- Born: 31 December 1944 (age 81) Malmbäck, Sweden
- Website: widstromer.net

= Jan Widströmer =

Swedish artist

Jan Widströmer (born 31 December 1944) is a Swedish artist.

== Early life and education ==
Widströmer's father was a primary school teacher and a founder of a school for adults of which he was the headmaster; his mother was a piano teacher. Widströmer continued his university studies in English language and literature and basics of the North Germanic languages, focusing on the history of culture, art and literature.

By the end of the 1970s, Widströmer moved to Falkenberg in the county of Halland with his wife.

== Artworks ==
In 1980, Widströmer's first solo exhibition was presented at the local gallery. It was a success which caused much interest and curiosity; especially as his work was quite different from the other local artists in those days. Since then he has exhibited his art through the years on different locations in Sweden as well as in other countries. Between 1984 and 1993, he was also successful as an art critic, and composed literary and cultural articles for the Hallandsposten – the largest circulated newspaper in the county of Halland by then.

By the millennium, Widströmer's art turned more musical as he found a more elaborate style for subtle expressions of music and spirituality. One might also say that his art turned more spiritual.

The movement of the west wind in the grass and the movement of the waves, first carefully studied in a series of pencil drawings, finally gave the basic linear rhythm that is now a main characteristic of my recent paintings. My earlier works often have a sharper edged geometry (when not turning entirely to realism and intricate symbolism.) My art is a voyage always finding new shores.

My art is spiritual. My art is hymns of music in color. My art is poetry without words.
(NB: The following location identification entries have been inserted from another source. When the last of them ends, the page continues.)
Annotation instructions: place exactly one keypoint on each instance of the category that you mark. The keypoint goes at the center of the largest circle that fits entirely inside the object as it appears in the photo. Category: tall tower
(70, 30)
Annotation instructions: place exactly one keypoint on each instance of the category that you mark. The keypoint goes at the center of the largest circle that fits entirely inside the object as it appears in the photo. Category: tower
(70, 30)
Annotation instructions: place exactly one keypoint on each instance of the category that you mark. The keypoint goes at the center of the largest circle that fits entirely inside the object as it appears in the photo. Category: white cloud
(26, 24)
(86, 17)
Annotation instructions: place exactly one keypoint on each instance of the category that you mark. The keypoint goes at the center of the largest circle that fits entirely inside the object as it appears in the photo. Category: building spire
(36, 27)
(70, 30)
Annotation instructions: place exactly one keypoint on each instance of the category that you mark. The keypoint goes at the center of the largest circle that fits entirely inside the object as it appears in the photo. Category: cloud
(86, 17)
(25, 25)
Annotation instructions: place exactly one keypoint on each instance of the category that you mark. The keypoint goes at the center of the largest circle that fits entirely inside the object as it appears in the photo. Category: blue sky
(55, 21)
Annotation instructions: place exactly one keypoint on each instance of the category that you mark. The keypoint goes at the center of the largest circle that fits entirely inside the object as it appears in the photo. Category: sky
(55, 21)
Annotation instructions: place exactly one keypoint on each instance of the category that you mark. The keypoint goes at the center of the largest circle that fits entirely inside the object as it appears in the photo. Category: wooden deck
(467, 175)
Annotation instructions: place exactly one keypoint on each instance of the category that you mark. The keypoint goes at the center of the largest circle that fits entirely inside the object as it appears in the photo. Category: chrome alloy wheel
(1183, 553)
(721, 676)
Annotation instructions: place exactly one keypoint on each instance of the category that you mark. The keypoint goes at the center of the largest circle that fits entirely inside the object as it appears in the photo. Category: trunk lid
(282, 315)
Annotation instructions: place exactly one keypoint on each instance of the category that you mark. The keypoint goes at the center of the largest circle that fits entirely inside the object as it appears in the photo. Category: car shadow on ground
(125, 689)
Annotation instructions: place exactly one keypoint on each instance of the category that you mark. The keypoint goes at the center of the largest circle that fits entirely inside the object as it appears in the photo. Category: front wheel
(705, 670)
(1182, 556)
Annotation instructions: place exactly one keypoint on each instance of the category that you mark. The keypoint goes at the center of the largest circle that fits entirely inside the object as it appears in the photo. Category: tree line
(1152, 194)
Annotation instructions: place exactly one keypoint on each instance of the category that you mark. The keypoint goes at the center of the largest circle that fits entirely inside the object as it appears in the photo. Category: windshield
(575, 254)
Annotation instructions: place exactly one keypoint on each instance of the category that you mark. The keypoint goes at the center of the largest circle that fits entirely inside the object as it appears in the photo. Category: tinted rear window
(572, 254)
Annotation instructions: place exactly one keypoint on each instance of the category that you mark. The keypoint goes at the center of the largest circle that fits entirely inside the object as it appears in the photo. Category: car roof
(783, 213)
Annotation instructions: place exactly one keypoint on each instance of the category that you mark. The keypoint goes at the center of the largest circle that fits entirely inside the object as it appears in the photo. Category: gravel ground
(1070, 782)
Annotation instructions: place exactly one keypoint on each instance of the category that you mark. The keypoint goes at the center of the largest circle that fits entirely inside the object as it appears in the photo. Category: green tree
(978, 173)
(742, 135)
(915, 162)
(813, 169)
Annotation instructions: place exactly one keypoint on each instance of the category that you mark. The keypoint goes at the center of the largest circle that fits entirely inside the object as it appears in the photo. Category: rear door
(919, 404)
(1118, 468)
In 2009, Widströmer also returned to the style of his early 1980s in a series of paintings; to what he calls his "emblematism", back then mainly drawings in ink. Some of those drawings illustrated his book of poetry, published in 1983, called "Boken till Dig" ("A Book for You"). Now colors, figures as well as background forms make his symbolism into an intriguing drama.

== Poetry ==

In 2010, Widströmer started publishing his poems online, thus enabling a much broader audience to take part of his poetry.

== Fred Andersson's Biography ==
In 2019, Fred Andersson, adjunct professor at Åbo Akademi University, published an extensive and learned surveil and analysis of Widströmer's art from the 1970s till today's latest paintings with its lyrical and geometrical interpretations of inner and outer life and music.

Included is an essay on Widströmer's poetry from the 1980s till today by Niclas Schiöler, adjunct professor at Lund University.

Publisher: Palmkron (Lund) Summary in English.